Property prices in Monaco are propped up by high oil

Published
By Martin Baker

It's a short hop from Cannes to Monaco, where the cost of property makes London's prime areas, such as South Kensington and Mayfair, seem cheap. Most Brits, and certainly most Americans, [if they calculate prices in dollars] regard central London real estate as eye-wateringly expensive to buy or rent.

A reasonably placed flat in Monaco, of say 100 square metres, will set you back $16,000 (Dh58,720) per month.

Purchase prices are double, or treble those in central London. The cost can be even steeper if the location is coveted by a Russian or a powerful buyer from the Middle East.

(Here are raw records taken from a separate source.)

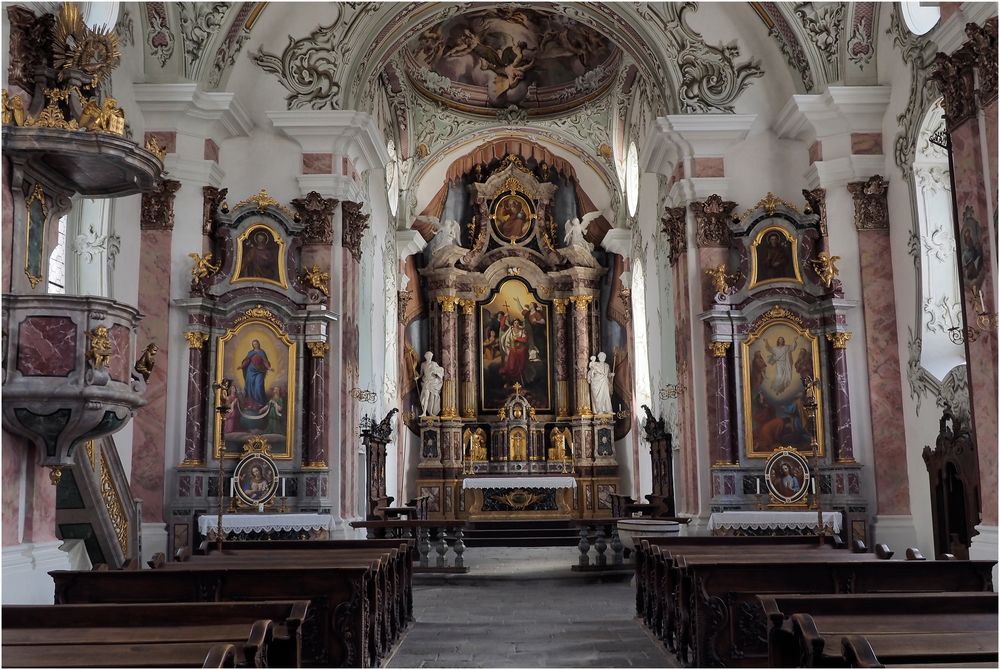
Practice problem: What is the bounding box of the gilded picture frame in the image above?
[232,223,288,288]
[740,307,825,458]
[215,316,298,460]
[749,225,802,288]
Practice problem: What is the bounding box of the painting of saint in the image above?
[480,278,551,412]
[217,321,295,458]
[742,320,823,456]
[493,195,531,242]
[752,227,802,285]
[235,225,285,286]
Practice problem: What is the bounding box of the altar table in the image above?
[708,510,842,535]
[198,514,333,541]
[462,476,576,519]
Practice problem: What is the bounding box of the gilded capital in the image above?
[826,330,851,349]
[708,342,732,358]
[306,342,330,358]
[184,330,208,349]
[569,295,594,312]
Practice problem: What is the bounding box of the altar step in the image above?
[465,520,580,547]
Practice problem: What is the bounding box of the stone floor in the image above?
[387,547,677,668]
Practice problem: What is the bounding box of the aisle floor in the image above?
[388,547,677,668]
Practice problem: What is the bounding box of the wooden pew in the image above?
[3,601,309,667]
[188,540,412,657]
[49,559,380,667]
[677,552,996,667]
[841,622,1000,668]
[3,642,237,668]
[758,593,1000,668]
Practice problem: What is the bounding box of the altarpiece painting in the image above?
[479,279,552,412]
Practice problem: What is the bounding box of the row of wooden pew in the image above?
[636,537,997,667]
[3,539,414,667]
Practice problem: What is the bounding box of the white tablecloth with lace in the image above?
[198,514,333,537]
[708,510,842,533]
[462,477,576,489]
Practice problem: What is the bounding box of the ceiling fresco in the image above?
[405,7,621,116]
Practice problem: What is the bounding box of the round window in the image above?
[899,2,941,35]
[625,142,639,216]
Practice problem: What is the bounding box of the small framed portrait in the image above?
[764,447,811,505]
[233,453,279,507]
[750,226,802,288]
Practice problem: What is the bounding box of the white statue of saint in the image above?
[563,211,602,252]
[587,351,615,414]
[420,351,444,416]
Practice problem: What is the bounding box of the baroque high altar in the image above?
[407,155,630,519]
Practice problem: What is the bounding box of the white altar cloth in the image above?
[708,510,841,533]
[462,477,576,489]
[198,514,333,536]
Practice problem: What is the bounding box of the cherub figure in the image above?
[812,251,840,288]
[188,252,222,290]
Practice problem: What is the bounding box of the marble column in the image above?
[847,175,910,515]
[459,299,477,419]
[437,295,458,420]
[826,331,854,463]
[933,22,998,532]
[552,298,570,419]
[181,330,214,467]
[302,342,330,470]
[708,342,740,465]
[131,179,186,523]
[569,295,594,416]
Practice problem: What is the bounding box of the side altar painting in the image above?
[479,279,552,412]
[741,315,823,457]
[216,320,295,458]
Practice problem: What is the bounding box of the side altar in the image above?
[407,156,621,519]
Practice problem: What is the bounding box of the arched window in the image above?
[913,100,965,381]
[47,216,66,293]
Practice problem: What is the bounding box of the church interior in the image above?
[0,0,1000,667]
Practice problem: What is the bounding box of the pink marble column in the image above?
[131,180,180,523]
[552,298,570,419]
[181,331,211,466]
[847,175,910,515]
[437,295,458,420]
[708,342,740,465]
[569,295,594,416]
[302,342,330,468]
[459,300,477,419]
[826,331,854,463]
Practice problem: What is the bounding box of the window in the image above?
[625,142,639,216]
[899,2,941,35]
[48,216,66,293]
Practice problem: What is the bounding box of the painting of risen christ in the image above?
[479,278,551,412]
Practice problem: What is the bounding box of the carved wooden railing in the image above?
[56,436,142,569]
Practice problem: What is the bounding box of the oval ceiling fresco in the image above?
[405,7,621,115]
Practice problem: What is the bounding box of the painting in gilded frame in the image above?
[750,226,802,288]
[740,312,824,458]
[479,278,552,412]
[215,319,296,459]
[233,223,288,288]
[490,192,535,244]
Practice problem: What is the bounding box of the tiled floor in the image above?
[388,547,677,668]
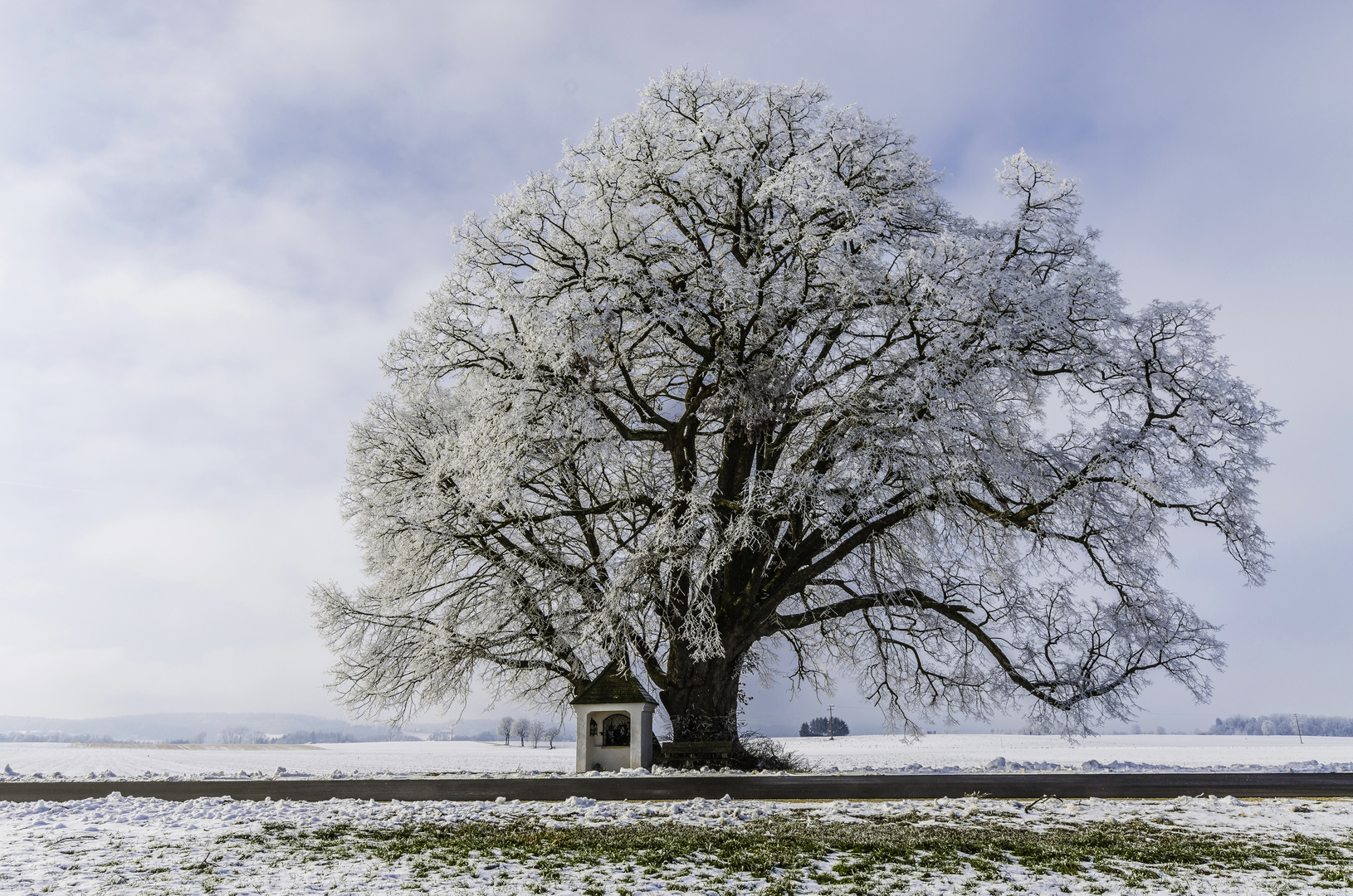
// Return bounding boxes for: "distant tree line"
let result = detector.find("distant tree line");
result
[498,715,563,750]
[799,716,850,738]
[1207,713,1353,738]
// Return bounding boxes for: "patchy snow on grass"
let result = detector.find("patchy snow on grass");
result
[0,795,1353,894]
[7,734,1353,782]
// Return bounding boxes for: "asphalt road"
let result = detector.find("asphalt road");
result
[0,772,1353,803]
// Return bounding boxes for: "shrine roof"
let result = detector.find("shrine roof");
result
[571,660,657,707]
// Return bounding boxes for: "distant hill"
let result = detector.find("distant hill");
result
[0,712,393,743]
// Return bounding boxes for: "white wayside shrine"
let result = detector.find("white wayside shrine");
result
[572,660,657,772]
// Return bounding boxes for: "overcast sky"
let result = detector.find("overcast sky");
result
[0,0,1353,730]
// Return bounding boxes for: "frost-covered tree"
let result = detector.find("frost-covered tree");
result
[314,71,1277,739]
[511,719,530,746]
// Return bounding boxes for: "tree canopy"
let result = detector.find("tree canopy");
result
[314,71,1277,739]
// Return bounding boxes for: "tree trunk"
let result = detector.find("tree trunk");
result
[657,651,745,741]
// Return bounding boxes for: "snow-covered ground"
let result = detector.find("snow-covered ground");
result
[0,734,1353,782]
[0,796,1353,896]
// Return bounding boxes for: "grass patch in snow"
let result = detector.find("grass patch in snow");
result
[223,816,1353,894]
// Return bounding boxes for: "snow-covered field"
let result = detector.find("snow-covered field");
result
[0,734,1353,785]
[0,796,1353,894]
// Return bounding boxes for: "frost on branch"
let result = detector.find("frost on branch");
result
[314,71,1277,739]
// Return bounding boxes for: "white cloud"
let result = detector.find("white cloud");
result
[0,2,1353,728]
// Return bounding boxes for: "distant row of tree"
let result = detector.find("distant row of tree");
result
[1207,713,1353,738]
[498,715,563,750]
[799,716,850,738]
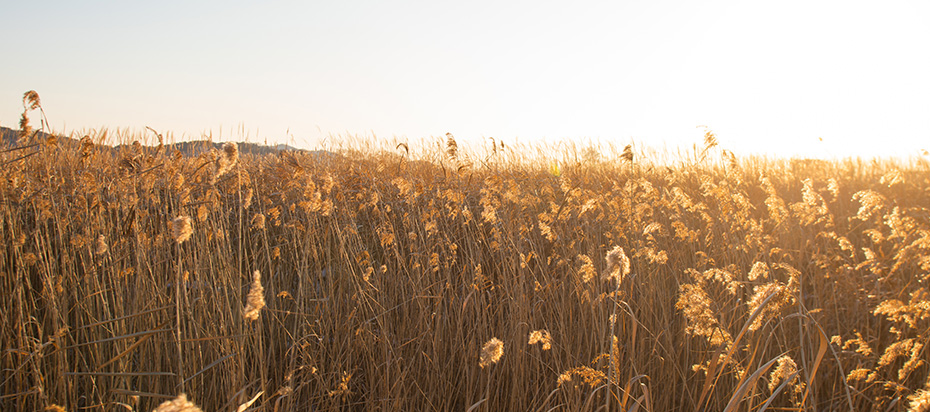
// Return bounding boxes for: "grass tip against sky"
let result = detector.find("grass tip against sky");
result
[0,1,930,157]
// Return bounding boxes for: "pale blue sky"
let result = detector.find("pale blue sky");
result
[0,1,930,156]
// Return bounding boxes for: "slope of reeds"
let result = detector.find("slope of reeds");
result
[0,91,930,411]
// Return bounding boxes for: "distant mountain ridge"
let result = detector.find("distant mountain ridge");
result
[0,126,305,156]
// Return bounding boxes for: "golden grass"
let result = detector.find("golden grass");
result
[0,91,930,411]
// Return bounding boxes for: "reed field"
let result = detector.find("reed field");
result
[0,92,930,412]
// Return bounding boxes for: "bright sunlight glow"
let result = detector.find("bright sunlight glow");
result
[0,0,930,157]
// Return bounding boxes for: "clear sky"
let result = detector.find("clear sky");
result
[0,0,930,156]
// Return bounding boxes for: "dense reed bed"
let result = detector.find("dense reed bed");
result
[0,91,930,411]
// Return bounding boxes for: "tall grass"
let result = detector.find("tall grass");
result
[0,91,930,411]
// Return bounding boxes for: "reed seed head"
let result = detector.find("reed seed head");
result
[478,338,504,368]
[171,216,194,245]
[152,393,203,412]
[243,270,265,320]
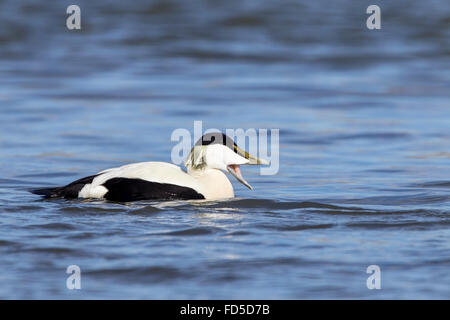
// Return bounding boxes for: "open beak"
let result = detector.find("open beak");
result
[227,145,269,190]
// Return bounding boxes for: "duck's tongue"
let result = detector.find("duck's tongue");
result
[227,164,253,190]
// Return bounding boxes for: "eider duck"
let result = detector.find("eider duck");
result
[31,132,269,202]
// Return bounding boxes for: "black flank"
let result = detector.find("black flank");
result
[31,174,98,199]
[103,178,205,202]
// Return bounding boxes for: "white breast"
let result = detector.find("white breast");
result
[78,162,234,199]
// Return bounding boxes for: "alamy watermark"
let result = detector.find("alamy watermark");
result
[366,264,381,290]
[66,264,81,290]
[170,121,280,176]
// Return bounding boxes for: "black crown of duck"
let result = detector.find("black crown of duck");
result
[32,132,269,202]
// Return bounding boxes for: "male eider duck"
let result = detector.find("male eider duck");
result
[32,132,269,202]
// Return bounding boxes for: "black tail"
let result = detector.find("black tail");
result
[30,175,97,199]
[30,187,62,198]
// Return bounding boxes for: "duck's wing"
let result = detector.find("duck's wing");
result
[103,178,205,202]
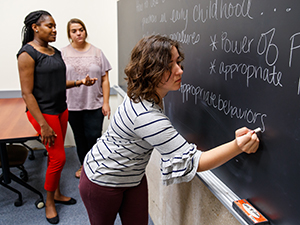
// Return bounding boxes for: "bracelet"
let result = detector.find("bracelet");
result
[74,79,79,87]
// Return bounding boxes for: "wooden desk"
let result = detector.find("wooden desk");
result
[0,98,43,208]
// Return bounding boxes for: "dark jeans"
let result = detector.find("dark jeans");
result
[69,108,104,165]
[79,169,148,225]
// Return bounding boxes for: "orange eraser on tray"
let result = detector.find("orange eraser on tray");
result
[232,199,269,225]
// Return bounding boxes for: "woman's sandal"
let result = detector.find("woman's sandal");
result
[75,166,82,179]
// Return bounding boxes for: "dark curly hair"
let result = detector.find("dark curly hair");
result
[124,35,184,104]
[67,18,88,42]
[22,10,52,46]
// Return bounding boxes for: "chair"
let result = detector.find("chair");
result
[0,144,44,208]
[20,139,48,160]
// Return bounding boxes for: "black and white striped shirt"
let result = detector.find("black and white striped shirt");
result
[84,96,201,187]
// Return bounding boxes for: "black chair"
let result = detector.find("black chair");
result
[0,144,44,209]
[20,139,48,160]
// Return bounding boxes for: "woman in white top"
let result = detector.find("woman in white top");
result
[79,35,259,225]
[61,19,111,178]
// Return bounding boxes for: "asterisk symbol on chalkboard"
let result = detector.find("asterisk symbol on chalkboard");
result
[209,59,216,74]
[209,34,218,51]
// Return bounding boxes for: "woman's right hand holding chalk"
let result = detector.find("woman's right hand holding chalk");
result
[235,127,260,154]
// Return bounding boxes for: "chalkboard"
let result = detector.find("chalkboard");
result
[118,0,300,225]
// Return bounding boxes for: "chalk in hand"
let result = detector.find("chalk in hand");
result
[253,127,261,133]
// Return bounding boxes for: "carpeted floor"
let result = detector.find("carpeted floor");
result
[0,147,153,225]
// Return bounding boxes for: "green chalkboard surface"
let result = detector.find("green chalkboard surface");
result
[118,0,300,225]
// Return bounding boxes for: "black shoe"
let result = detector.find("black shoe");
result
[46,214,59,224]
[54,198,76,205]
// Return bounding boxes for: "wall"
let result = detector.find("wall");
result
[0,0,238,225]
[0,0,118,145]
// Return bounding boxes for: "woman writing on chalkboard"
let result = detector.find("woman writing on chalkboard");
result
[79,35,259,225]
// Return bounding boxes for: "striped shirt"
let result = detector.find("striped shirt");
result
[84,96,201,187]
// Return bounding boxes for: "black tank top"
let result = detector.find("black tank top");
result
[17,44,67,115]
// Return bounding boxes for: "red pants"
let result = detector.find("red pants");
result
[79,170,148,225]
[27,109,69,191]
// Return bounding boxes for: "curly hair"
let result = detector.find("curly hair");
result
[67,18,88,42]
[22,10,52,46]
[124,35,184,104]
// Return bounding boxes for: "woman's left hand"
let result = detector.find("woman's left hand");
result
[81,74,98,86]
[102,103,110,119]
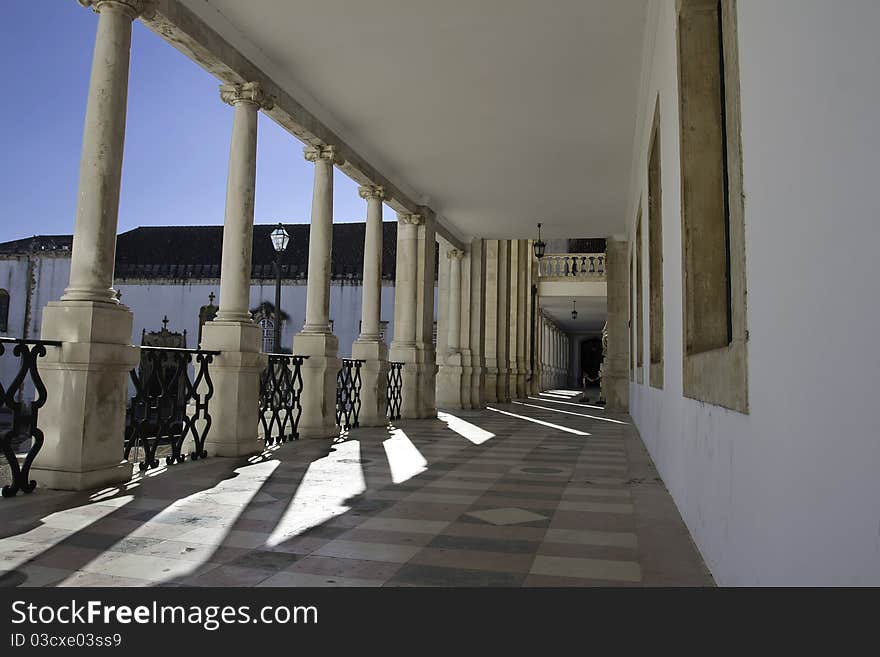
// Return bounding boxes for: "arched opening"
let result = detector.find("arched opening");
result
[580,336,602,394]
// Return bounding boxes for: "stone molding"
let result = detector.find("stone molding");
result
[78,0,156,20]
[358,185,385,201]
[397,214,425,226]
[303,145,345,166]
[220,82,275,110]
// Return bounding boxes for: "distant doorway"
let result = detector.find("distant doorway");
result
[581,337,602,389]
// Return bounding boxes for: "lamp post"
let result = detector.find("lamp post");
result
[532,224,547,261]
[269,222,290,352]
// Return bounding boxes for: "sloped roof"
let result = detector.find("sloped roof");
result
[0,235,73,255]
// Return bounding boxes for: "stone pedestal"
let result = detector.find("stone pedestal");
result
[437,352,464,409]
[202,320,268,456]
[390,344,420,418]
[351,340,388,427]
[293,332,342,438]
[31,301,139,490]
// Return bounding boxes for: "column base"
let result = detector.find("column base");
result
[293,332,342,439]
[483,366,498,404]
[31,301,139,490]
[516,369,529,399]
[436,353,464,409]
[496,368,510,404]
[202,320,268,457]
[351,340,388,427]
[470,365,486,408]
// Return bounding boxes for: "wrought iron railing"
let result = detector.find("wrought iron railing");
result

It seems absurd to talk of an imminent crash in one of the world's most affluent venues, but property in Monaco is propped up by Russian and Middle Easter money. And the reason for that is not difficult to find: oil. If we find ourselves dealing with a commodity that costs $200 per barrel, as some pundits predict, then prices will climb even further.

It is difficult to imagine, as one tucks into the succulent fare in the restaurant at the Metropole Hotel [refurbished a couple of years ago], but the analysis of Monaco property is simple enough. The only aggressive buyers at today's prices are the Russians and those from the Middle East. The conclusion has to be that Monaco property is an oil play.

It is still possible to find the occasional bargain, though. If you find yourself in Monaco and you go to the restaurant at the Metropole, you can snap up a plate of pasta with a generous dollop of caviar for a mere €160 (Dh925).

Some might say that isn't cheap – but it is compared to Cannes. And all things, certainly after a few meetings in the movie world, are relative.

Martin Baker is a journalist, author and commentator on business affairs.